Une enquête transfrontalière
Pour le découvrir, les chercheurs franco-suisses ont d'abord interrogé environ 150 étudiant-e-s universitaires en Suisse, qui ont répondu à un questionnaire incluant des affirmations téléologiques et complotistes, ainsi que des mesures de pensée analytique, croyances magiques et ésotériques et une tâche de perception du hasard. Les données de l'enquête ont montré qu'attribuer une fonction et du sens à des phénomènes naturels était liée, de façon modérée mais significative, à la propension à croire aux théories du complot.
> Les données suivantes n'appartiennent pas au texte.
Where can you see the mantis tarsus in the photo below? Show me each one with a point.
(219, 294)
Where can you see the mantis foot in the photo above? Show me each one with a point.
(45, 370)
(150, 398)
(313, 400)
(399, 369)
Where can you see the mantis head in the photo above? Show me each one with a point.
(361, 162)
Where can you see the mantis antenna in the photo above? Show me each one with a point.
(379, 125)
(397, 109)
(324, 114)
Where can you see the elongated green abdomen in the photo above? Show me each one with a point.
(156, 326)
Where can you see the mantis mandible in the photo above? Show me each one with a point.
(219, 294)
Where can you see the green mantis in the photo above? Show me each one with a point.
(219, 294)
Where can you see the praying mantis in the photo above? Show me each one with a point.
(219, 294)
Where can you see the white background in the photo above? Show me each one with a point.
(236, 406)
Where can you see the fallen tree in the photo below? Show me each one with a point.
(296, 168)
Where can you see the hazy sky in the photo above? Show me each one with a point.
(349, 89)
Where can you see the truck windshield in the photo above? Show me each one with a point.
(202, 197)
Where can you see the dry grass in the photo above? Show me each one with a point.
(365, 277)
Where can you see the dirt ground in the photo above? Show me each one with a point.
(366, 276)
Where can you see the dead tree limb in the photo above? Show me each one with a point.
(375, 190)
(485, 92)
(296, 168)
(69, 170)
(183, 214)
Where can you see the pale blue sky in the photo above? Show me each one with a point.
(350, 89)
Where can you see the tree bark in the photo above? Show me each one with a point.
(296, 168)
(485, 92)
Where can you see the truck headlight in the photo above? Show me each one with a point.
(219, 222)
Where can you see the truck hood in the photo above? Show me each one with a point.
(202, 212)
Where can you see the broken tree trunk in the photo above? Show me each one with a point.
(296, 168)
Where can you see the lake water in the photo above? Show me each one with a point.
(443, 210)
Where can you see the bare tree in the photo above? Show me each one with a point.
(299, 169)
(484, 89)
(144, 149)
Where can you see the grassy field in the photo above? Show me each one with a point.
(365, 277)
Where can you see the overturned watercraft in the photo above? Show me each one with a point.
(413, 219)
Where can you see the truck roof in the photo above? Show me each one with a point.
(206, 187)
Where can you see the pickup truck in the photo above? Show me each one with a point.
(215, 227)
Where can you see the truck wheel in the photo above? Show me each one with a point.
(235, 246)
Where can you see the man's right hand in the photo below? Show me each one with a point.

Dans un deuxième temps, à partir des données d'une vaste enquête sur un échantillon représentatif de la population en France, les chercheurs ont pu également trouver une forte association entre les croyances conspirationnistes et créationnistes. De façon détaillée, dans un troisième questionnaire en ligne, ils ont recruté plus de 700 personnes sur les réseaux sociaux pour confirmer que ces liens entre pensée téléologique, créationnisme et complotisme étaient bien répliqués, et en partie indépendants d'autres variables comme la religion, l'âge, l'orientation politique, la pensée analytique, et le niveau d'éducation.
Comme la pensée téléologique est une composante de la cognition des enfants, et ne peut être combattue qu'avec difficultés par l'éducation, même chez les adultes et parfois les scientifiques eux-mêmes, il est plausible de voir cette forme de pensée comme un biais cognitif favorisant la production et l'adhésion à des idées créationnistes et complotistes.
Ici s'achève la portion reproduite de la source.